社会

「運動会」といえば…「春」それとも「秋」 地域差くっきり

「秋」に開催された横浜市立小学校の運動会=横浜市南区で2018年10月13日午前9時26分、水戸健一撮影

 今週末をはじめ、この時期に運動会を開く小学校が少なくない。しかし、運動会といえば秋のイメージも根強い。専門家の調査によれば、初夏を含む春に開催する学校の方が若干多いものの、地域によっては秋開催が優勢だ。なぜ分かれるのか。

 7月以前の「春」開催が54・3%、8月以降の「秋」開催が45・7%――。大同大(名古屋市)の渡辺慎一教授と名城大(同)の石井仁教授が2013~15年、ホームページで運動会の開催日を公開している小学校1万620校(全小学校のほぼ半数)を調べたところ、こんな結果が出た。

 都道府県別にみると、地域差がくっきりと表れた。春に開催する学校の割合が90%を超えたのは北海道と青森、岩手、宮城、秋田、福島、新潟の6県。一方で群馬、山梨、滋賀、愛媛、宮崎、鹿児島、沖縄の7県は秋開催の割合が90%を超えた。「北日本は春派」との傾向がうかがえるものの、山形県は春開催(36%)よりも秋開催(64%)の方が多いので一概には言えない。

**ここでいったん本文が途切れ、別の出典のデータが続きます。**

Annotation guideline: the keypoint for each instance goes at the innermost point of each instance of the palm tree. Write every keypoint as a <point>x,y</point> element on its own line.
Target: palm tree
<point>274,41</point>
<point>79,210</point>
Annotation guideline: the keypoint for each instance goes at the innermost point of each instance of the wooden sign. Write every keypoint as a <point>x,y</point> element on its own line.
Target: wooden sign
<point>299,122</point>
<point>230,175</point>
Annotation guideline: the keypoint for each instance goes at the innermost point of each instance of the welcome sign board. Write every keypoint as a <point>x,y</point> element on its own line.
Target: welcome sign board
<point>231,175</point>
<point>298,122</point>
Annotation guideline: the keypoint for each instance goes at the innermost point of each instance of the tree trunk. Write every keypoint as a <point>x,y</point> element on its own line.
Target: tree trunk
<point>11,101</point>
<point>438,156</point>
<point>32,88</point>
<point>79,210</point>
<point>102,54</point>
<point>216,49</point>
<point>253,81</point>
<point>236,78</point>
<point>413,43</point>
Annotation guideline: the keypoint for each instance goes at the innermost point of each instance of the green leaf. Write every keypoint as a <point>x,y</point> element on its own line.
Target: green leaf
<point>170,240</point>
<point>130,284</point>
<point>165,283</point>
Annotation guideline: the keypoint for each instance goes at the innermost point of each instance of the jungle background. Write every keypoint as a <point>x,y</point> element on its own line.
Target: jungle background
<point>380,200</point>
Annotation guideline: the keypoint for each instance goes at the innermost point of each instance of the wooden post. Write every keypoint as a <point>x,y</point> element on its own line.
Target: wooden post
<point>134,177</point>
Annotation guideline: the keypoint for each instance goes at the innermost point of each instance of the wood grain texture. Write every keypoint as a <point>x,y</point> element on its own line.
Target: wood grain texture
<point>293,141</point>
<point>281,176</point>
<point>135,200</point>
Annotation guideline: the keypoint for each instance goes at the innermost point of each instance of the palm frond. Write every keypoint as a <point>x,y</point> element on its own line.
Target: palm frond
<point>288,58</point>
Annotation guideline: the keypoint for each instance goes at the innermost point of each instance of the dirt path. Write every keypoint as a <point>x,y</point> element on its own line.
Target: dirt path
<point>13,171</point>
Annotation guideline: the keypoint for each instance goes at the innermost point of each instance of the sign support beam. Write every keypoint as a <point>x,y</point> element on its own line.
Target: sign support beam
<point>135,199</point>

 運動会は、学習指導要領で「特別活動」の一つに位置づけられているが、開催時期に関する定めはない。「春派」の札幌市も「秋派」が多い山形市も、市教委の担当者は「開催の日時は学校が判断する。個別の理由は分からない」としている。

 「春派」が多い理由として渡辺教授が着目するのは「気温」だ。「秋に開催すれば、運動会の練習は残暑の時期になる。春開催は熱中症を予防する狙いもあるのだろう」と分析する。「米どころでは農家が忙しくなる秋の収穫期を避けているのかも」(関東のある公立小学校の元校長)という見方もある。これに対し、春が47%、秋が53%とやや秋が優位な神奈川県の公立小学校の元校長は「体育の日が10月にあるので秋のイメージが強いのでは」と指摘する。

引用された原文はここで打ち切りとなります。